= Colin Campbell and his Highland Band =

Scottish west coast swing band

Colin Campbell and His Highland Band were a west coast swing band in Scotland through the mid-1960s to the 1980s. Dressed in Ancient Campbell tartan jackets, they released several albums, EPs, singles and cassette tapes for both the Beltona/Decca and Lismor Recording Companies.

==Career==
The band performed numerous shows and dances throughout their career, from Lewis to London. They played various venues included village halls, hotels, and theatres, including The Royal Albert Hall and The Festival Hall in London.

Colin Campbell and his Highland Band represented Scotland at the Welsh Eisteddfod for two years running playing with Alasdair Gillies, Jimmy Shand, Edinburgh City Pipe Band, The Corries and many others.

Colin Campbell and his Highland Band accompanied Alasdair Gillies in over sixty programmes with Scottish Television in the early seventies called "Alasdair Sings" and on many tours. Colin also worked with many other leading Gaelic singers including Donald Macrae, Calum Kennedy and Norman Maclean.

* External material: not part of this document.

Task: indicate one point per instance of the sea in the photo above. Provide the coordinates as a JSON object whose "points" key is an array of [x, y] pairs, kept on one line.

They were also invited to Canada three times to star on a series called Ceilidh which reached number one on the Canadian Network. The first visit was in 1973 with Calum Kennedy. The next visit was a year later in 1974, again with Calum Kennedy, also Helen MacArthur (soprano) and Campbell also played along with The Cape Breton Fiddlers. The third and final visit was in 1975 and joining them on this trip were, Alasdair Gillies, and Robin Hall and Jimmie Macgregor.

During the 1980s and 1990s, Campbell gave up touring with the band to concentrate on playing in local hotels and restaurants, such as McTavish's Kitchens and The Park Hotel in Oban, entertaining the summer tourists and locals. Campbell was also in the resident trio at the Strathspey Hotel in Aviemore for three years.

==Personal life==
Colin retired and lived in Oban with his wife Lorna until his death in September 2015.